In commemoration of the International Day of the Girl-child, a campaign, dubbed: ‘Because I am a Girl’ (‘BIAAG’), to support quality education for girls, was, on Friday, launched in Accra.
The occasion was also used to launch the official Report of the BIAAG campaign―the State of the World’s Girls 2014 Global Report― which is themed ‘Pathways to Power: Creating Sustainable Change for Adolescent Girls’.
The campaign, which runs from 2012 to 2016, is being organised by Plan International, with the objective of increasing the proportion of girls who complete nine years of education and receive a quality learning experience in the world’s poorest countries.
It is expected to support 4,000 marginalised girls to access and complete basic education and or acquire vocational skills by 2016 as well as promote the active participation of 4,000 girls in development through strong social networks and life skills by 2016. In all the campaign will benefit 4 million girls globally.

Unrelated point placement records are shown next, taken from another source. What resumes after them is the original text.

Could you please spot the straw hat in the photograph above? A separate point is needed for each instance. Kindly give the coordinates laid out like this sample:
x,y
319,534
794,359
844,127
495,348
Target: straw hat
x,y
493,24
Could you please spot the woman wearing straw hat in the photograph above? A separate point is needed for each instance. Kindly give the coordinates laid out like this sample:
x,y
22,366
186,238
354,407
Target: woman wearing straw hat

In an address at the launch, Mrs Justice Avril Lovelace-Johnson, an Appeal Court Judge, stressed the need to prioritise girl-child education and to ensure that a conducive and friendly environment was created for the growth and advancement of the girl-child.

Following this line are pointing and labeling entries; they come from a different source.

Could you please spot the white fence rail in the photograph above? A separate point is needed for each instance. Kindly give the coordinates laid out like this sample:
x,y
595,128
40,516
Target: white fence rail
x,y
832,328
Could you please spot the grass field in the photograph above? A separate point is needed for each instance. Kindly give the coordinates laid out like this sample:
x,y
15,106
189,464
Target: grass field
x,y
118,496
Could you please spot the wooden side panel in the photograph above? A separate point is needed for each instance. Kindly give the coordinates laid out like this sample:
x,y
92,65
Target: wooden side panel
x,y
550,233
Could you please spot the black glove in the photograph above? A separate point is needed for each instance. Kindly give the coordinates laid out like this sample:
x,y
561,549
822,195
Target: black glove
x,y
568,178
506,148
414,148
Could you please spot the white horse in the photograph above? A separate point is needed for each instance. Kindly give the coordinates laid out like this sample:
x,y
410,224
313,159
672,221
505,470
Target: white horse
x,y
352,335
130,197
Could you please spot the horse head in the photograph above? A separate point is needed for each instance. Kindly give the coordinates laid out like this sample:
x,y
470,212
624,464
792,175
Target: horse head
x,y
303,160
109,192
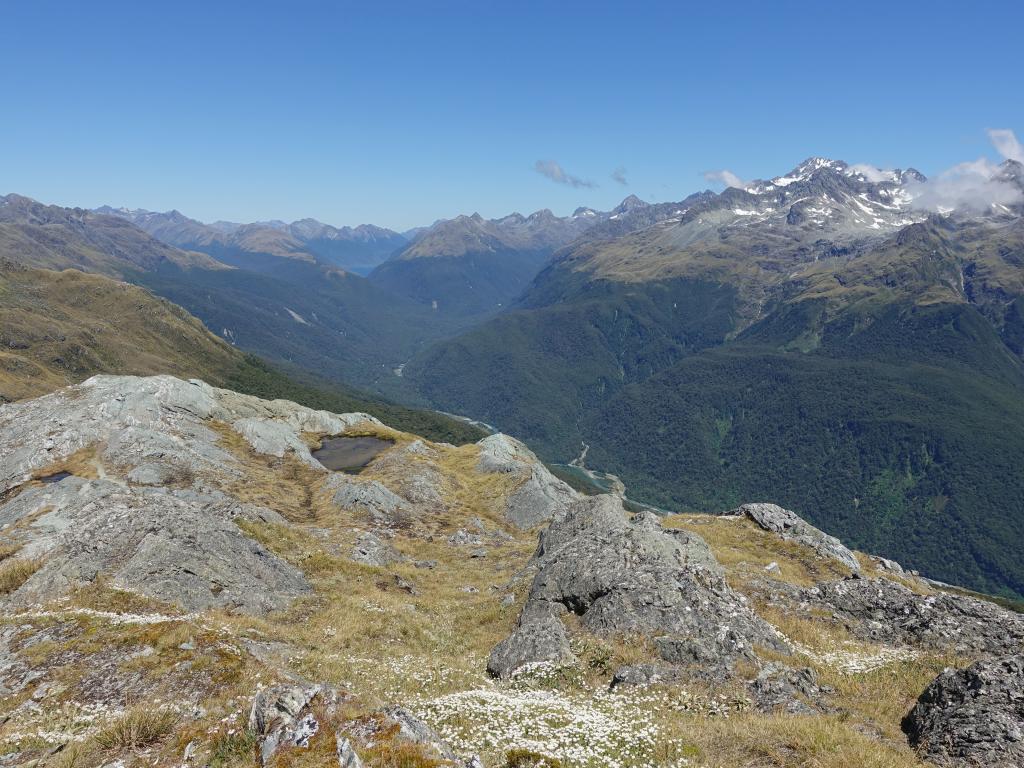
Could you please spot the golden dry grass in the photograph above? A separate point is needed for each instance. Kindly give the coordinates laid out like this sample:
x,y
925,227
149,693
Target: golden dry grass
x,y
15,571
136,728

Mrs Justice Lovelace-Johnson noted that until girl-children were given the protection and equal justice they deserved, there was the risk of losing out on attaining stronger and healthier societies.

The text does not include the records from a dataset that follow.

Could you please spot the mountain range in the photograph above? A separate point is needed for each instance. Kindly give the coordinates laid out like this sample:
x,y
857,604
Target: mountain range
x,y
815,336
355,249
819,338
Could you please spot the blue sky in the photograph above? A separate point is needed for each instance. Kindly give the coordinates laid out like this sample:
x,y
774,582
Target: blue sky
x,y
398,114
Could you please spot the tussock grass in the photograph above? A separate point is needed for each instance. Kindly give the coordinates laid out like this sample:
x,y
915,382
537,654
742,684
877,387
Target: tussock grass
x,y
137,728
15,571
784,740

She urged the judiciary to ensure that the law took its course against the perpetrators of violence against women and girls, and called on all stakeholders to collaborate in ensuring that violence, child marriage and early pregnancies, which militated against the girl-child’s development, were not allowed to prevail and limit their access to education and its benefits.
For her part, the Director of Girls Education Unit (GEU) of the Ghana Education Service (GES), Mrs Catherine Mikado, said education and empowerment were vital tools needed by all girls on their pathway to power and, therefore, the solution to gender-based violence.
Mrs Mikado said any form of abuse on girls was likely to affect their access to quality education and their social and economic empowerment.
She, therefore, called on all girls to report all forms of abuses perpetuated by teachers, boys and guardians against them to the rightful authorities.
Mrs Mikado reminded government of its responsibility to create an enabling environment for, and to ensure that, institutions such as the Domestic Violence and Victims Support Unit (DOVSU), Department of Social Welfare (DSW) and the Commission on Human Rights and Administrative Justice (CHRAJ) were functional and well-equipped to respond to, and deal with, all forms of gender-based violence in the society.
In his remarks, the country Director of Plan Ghana, Mr Prem Shukla, said the occasion provided the platform for interaction and dialogue on the many challenges preventing girls from being empowered and rising to positions of high responsibilities in society, and how the situation could be reversed through collective action.
Mr Shukla said it was time for all stakeholders to come together to devise tactical strategies to end gender injustice.
According to him, this year’s Report directed its focus on the obstacles encountered by girls in their bid to attain power in order to contribute their quota to the socio-economic transformation of society.
He said the Report concluded that advancing gender justice was essential in bringing about the required institutional and strategic change, and that it was the responsibility of all elements in society to be part of efforts to provide more opportunities for girls and to increase awareness on their inequalities faced by girls in view of their gender.
The International Day of the Girl-child has been set aside by the United Nations for all stakeholders to reflect on the girl-child, the challenges they encounter and how best society can work towards improving their condition and ensuring that they grow up to be useful and productive citizens.
For its part, Plan Ghana has been working for over 14 years through various programmes and interventions to advocate for the education of the girl-child― and the BIIAG campaign is one of such interventions which seeks to draw attention to the various challenges faced by girls and what society can do about it.